これまで、ユーザーヒアリングの具体的なやり方、新規事業立ち上げ時のタスク課題狙い目となる事業案の考え方、アイデアのネタを増やす方法筋が良く見えるアイデアの考え方新規事業おすすめ本プライシングの基礎的な考え方新規事業と人事評価などを主張してきました。

独自の理論を主張するのではなく、既に世の中で幾分検索されている/流通している考え方やノウハウと、自分が無知状態から新規事業の立ち上げを何度も経験し体系化してきた内容の"差分"を意識してコンテンツとして、新規事業の立ち上げに関する理論を主張してきました。

"新規事業"に付随するKWとKW別の記事のタイトルとコンテンツとして差分を整理していた内容

新規事業の立ち上げは、論理(セクシーな道筋)によって事業内容が変わり、論理がセクシーであれば最適なやり方で実現できます。とはいえ、どのような職務分野でも基礎となる理論(結果論から導ける体系的な知識)はあるわけで、理論がフレームワークとして存在しています。

つい先日、ノバセルがYoutube広告運用の在り方を再定義した運用支援サービスをリリースしていました。既存事業のラクスルで運用・研究されてきた成果が出るやり方を踏襲し理論化したサービスです。

理論は、常に改善・再定義され続け、「xx理論を活用したyy手法によって従来のzzz効果を削減/効率/改善/改革」というのは、普遍的に受け入れられ、大きな損失を防ぐための方法として受け入れられると考えます。

フランチャイズでは大きな金銭損失を、フレームワークは業務の失敗損失を、コンサルティングは時間損失を。

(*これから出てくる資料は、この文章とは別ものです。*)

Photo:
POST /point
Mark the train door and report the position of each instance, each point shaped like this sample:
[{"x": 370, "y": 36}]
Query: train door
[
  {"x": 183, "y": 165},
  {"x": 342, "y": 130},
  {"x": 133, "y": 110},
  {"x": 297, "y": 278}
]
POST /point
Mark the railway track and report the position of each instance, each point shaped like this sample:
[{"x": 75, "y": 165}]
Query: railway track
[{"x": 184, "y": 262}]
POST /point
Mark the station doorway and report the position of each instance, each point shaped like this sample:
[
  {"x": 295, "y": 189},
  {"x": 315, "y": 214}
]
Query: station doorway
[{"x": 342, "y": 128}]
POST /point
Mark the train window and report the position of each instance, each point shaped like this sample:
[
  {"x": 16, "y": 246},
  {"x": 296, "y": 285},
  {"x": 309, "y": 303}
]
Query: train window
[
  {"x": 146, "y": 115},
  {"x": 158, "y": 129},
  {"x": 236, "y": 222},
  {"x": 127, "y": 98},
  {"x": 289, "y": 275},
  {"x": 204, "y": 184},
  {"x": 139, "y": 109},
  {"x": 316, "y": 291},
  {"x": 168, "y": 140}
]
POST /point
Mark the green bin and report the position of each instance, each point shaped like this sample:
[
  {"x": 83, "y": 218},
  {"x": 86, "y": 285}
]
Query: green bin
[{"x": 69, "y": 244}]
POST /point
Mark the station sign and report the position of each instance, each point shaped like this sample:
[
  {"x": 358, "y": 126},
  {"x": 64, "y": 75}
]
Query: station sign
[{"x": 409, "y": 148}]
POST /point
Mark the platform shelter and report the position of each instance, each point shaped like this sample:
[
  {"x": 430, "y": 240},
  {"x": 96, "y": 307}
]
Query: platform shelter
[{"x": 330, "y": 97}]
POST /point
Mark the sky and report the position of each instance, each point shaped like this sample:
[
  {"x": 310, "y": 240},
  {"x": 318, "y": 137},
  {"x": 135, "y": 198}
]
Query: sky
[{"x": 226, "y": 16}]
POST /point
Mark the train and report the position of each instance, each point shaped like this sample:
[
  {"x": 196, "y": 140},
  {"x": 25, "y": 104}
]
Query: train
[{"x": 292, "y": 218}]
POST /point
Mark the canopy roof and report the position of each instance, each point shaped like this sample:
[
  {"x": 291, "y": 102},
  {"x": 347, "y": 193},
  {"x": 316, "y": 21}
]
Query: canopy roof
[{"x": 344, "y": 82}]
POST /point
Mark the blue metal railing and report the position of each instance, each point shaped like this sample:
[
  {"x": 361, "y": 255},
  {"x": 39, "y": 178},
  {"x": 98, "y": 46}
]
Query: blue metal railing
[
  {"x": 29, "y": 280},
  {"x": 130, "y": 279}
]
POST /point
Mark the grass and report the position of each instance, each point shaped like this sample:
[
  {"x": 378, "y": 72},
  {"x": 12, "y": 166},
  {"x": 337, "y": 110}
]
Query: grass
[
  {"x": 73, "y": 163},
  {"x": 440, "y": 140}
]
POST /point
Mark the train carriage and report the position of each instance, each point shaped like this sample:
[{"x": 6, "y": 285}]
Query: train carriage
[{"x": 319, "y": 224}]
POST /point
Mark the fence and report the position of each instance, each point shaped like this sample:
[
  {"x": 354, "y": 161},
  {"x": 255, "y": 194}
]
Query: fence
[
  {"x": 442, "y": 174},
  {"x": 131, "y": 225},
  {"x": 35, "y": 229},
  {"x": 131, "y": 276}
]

前置きが長くなりましたが、新規事業立ち上げにおいてもセクシーな論理とセクシーな理論を掛け合わせる事で、事業の成功確度の向上に加え、事業の失敗確度を下げ、失敗しても質が高い失敗をできると考えるので、本記事では、新規事業立ち上げにおける理論を纏めました。

立ち上げプロセス.0.アイデアの発想

新規事業のアイデア立案は、①既存事業の何らかの資産を活用した周辺/隣接領域への参入、②新たな領域やビジネスモデルで立ち上げる、2つの切り口があります。

1.既存事業の周辺市場/隣接市場への参入

1については、既存事業のどんな資産を既に存在するどの市場へ参入し(参照:資料a)、どれくらいまでの事業規模を目指すのかを具現化していきます。

資料a:既存事業を軸にした市場拡大の考え方

M&Aで既存事業の周辺市場に拡大した事例にはなりますが、最近、連続的に年商5億円以下程のWeb/IT関連の会社を買収しているエフコード社の成長戦略がそれに該当すると考えます。

エフコード社のIR資料より引用

<記事挿入>上場企業のM&Aの成長戦略をxx社調べてみた

具体的に何を基準に考えていくかですが、下記の様なマトリクスで既存事業を整理してみると事業の方向性が定まりやすいです。詳細についてはこちらの記事で解説しています。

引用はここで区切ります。